Фабрикант затормозил, озираясь по сторонам, как затравленный зверь, но бежать было некуда. Впереди выезд загородил автомобиль г-на Щербатова, путь к отступлению также отрезан, а среди базарных рядов не развернуться.
Пузырев спрыгнул на землю и побежал. Я последовал за ним, отмахиваясь от торговок, нахваливающих свой товар.
– Сынок, не спеши! Купи кисею. Нашу, клинскую, домашней выделки. Нигде лучше ткани не сыщешь!
– Платок шерстяной, ай, какой мягонький – потрогай. Не шерсть, а лебяжий пух!
– Обивка для мебелей! Почитай задарма! Бери, касатик, не пожалеешь.
Удивительный народ. У них на глазах разыгрывается ярчайшее зрелище, а они твердят свое бу-бу-бу. Хотя исподволь поглядывают, косятся на бегущего Ивана. А уж когда тот коршуном подлетел к «Даймлеру» и стянул шоффера за шиворот на булыжную мостовую, базарные бабы наконец-то заткнули рты и вылупились во все глаза – ясно, что сцену эту они будут потом обсасывать не одну неделю. На то и провинция.
Я подоспел вовремя. Пузырев с фабрикантом как раз вцепились друг другу в лацканы пиджаков с вполне очевидными намерениями. Но драки не вышло. Мы с сыщиком удержали, хотя и с трудом, вихрастого приятеля. А Ийезу в одиночку скрутил Глушакова, его огромные руки в голубых перчатках обвили буяна, пресекая малейшую возможность шевельнутся.

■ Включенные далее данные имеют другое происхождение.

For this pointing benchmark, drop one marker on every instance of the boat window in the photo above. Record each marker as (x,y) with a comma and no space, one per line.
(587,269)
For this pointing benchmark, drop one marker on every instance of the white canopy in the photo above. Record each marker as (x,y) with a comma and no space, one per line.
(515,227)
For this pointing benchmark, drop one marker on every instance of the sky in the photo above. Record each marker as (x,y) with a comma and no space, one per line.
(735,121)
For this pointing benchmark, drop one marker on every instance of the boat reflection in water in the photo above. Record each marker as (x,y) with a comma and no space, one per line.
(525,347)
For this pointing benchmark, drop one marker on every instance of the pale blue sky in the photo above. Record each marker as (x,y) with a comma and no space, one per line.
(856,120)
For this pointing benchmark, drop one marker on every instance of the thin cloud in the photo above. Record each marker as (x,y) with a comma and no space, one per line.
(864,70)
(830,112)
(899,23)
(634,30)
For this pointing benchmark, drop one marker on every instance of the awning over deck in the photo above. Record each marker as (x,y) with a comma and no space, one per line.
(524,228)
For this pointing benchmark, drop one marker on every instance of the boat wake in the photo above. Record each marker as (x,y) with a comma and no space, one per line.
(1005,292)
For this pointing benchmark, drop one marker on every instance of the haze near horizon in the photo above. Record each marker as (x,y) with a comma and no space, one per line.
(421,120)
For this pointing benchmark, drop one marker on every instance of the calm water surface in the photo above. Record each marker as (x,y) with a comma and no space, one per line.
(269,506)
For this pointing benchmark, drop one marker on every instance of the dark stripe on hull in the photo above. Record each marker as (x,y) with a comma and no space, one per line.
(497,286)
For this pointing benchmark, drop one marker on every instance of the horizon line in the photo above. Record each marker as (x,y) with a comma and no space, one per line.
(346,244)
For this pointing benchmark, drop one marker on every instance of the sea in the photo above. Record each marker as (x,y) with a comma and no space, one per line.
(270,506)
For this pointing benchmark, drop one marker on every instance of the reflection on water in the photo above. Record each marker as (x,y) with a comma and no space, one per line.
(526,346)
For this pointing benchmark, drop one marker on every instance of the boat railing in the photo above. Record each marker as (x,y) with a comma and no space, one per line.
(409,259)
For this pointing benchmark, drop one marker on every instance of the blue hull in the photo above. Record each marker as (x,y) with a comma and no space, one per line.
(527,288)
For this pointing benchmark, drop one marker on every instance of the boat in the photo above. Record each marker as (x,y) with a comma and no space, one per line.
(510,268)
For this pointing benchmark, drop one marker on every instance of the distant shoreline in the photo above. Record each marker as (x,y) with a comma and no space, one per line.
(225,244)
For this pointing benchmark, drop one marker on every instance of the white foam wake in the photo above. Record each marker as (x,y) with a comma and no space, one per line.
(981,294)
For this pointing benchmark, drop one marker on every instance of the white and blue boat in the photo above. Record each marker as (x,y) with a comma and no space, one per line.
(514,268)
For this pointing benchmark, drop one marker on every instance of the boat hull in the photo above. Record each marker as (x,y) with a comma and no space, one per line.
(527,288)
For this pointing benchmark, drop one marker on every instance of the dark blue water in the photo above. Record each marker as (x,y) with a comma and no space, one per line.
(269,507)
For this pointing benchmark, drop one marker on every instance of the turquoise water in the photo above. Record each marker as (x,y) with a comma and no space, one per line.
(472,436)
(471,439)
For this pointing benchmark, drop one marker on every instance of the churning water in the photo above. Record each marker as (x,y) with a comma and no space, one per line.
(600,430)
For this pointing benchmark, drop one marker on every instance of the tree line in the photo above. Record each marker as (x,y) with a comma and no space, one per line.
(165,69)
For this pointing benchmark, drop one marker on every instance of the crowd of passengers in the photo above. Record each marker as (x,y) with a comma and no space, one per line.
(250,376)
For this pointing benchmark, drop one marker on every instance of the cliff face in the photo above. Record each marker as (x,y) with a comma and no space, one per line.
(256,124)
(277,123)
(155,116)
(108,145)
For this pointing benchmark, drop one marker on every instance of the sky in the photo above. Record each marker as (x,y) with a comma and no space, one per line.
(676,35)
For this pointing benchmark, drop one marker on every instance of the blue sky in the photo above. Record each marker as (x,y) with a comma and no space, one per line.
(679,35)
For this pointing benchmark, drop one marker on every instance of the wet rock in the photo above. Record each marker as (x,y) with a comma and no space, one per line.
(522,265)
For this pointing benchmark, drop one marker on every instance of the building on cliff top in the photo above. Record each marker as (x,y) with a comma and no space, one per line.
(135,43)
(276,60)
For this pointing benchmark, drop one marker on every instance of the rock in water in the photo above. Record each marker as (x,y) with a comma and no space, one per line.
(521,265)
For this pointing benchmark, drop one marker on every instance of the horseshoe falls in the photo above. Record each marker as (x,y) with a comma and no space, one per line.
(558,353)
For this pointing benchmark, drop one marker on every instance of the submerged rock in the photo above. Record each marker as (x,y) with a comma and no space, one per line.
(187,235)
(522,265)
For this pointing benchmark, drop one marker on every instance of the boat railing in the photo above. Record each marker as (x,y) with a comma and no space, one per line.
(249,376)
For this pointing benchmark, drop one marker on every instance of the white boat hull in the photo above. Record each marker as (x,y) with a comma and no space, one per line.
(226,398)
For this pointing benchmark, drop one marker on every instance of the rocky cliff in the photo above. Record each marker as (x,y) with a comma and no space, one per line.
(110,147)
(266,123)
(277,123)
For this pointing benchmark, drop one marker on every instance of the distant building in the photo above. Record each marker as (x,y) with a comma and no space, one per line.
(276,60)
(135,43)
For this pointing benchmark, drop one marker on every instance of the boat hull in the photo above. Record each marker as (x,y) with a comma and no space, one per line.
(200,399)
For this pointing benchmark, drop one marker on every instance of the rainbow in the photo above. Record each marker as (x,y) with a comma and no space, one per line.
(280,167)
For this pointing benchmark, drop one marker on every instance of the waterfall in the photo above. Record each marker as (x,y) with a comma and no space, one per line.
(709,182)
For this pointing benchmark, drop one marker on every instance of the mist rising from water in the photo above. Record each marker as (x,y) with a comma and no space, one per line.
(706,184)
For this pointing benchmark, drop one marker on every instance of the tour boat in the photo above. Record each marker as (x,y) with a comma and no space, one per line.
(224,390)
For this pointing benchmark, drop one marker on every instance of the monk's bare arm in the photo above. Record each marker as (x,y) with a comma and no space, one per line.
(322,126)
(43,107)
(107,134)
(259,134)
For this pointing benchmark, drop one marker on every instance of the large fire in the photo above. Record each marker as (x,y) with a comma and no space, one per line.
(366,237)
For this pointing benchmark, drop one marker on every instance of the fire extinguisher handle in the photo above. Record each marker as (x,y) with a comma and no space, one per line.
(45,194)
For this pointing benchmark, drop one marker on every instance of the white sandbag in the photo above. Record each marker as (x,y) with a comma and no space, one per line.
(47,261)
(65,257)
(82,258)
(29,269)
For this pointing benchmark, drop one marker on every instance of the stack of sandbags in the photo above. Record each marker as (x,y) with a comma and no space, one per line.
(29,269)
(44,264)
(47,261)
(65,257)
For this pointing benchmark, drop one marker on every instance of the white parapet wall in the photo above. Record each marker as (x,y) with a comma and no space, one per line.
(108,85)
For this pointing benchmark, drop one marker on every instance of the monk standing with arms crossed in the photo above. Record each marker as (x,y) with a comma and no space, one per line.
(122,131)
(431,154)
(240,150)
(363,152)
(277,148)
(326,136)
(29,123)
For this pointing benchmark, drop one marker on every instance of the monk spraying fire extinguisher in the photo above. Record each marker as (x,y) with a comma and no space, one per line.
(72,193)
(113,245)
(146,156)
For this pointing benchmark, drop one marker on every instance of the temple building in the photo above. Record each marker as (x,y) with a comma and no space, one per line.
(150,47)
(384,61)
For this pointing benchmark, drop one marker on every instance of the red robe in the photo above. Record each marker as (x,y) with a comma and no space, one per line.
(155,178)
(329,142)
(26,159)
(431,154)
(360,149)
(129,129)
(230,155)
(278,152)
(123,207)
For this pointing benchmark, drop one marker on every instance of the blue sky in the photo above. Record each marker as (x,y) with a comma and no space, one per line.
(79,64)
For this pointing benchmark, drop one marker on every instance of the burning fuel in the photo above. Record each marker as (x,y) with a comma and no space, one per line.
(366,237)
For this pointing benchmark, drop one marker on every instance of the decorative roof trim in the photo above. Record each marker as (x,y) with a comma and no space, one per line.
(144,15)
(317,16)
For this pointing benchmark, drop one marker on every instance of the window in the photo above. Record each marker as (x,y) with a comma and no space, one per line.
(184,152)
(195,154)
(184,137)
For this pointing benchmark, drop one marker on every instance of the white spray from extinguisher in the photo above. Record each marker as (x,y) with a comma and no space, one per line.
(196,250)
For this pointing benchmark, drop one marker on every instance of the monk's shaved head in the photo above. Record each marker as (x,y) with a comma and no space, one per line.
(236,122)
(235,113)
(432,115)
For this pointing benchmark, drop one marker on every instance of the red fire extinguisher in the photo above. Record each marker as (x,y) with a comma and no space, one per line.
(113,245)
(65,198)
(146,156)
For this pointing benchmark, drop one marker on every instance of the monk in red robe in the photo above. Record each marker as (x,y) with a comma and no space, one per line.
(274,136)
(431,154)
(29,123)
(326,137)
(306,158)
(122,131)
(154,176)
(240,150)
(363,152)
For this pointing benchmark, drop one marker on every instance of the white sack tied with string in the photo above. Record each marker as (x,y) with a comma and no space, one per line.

– Князь… А вы… Как… Здесь?
Я запыхался, и вопрос прозвучал невнятно, но Николай Сергеевич ответил без промедления:
– За это скажите спасибо г-ну Мармеладову! Мы с холма увидели, что два автомобиля играют в салочки на боковых улицах. Я приказал устремиться следом, но он высказал мнение, что лучше направиться прямиком к выезду из города. Подождать, пока беглец появится, чтобы тут же его перехватить. И оказался прав.
«В очередной раз», – подумал я, но вслух не успел ничего добавить. Отвлекся, поскольку Пузырев неожиданно вырвал руку из моего захвата и направил обвиняющий перст в фабриканта.
– Вы… Трус и подлец! Почему вы не остановились? Я же кричал, сигналил!
Глушаков попытался перебороть африканца, однако ничуть не преуспел в этом, а монокль его упал на мостовую и разбился.
– С чего мне вам доверять? Вы мой соперник в гонках, – фабрикант не скрывал своей злости. – Сигналил он… Мало ли. Может это каверза такая, чтобы меня обогнать.
– Как смеете вы…
– Прекратите, господа! – воскликнул я. – Вы не на базаре.
Хотя мы, разумеется, все еще были на базаре. Но диалог их превращался в обыкновенную свару с оскорблениями и проклятиями, а мне хотелось выяснить – каким боком фабрикант вовлечен в это дело. Бегство доказывает вину, но в чем именно он виноват?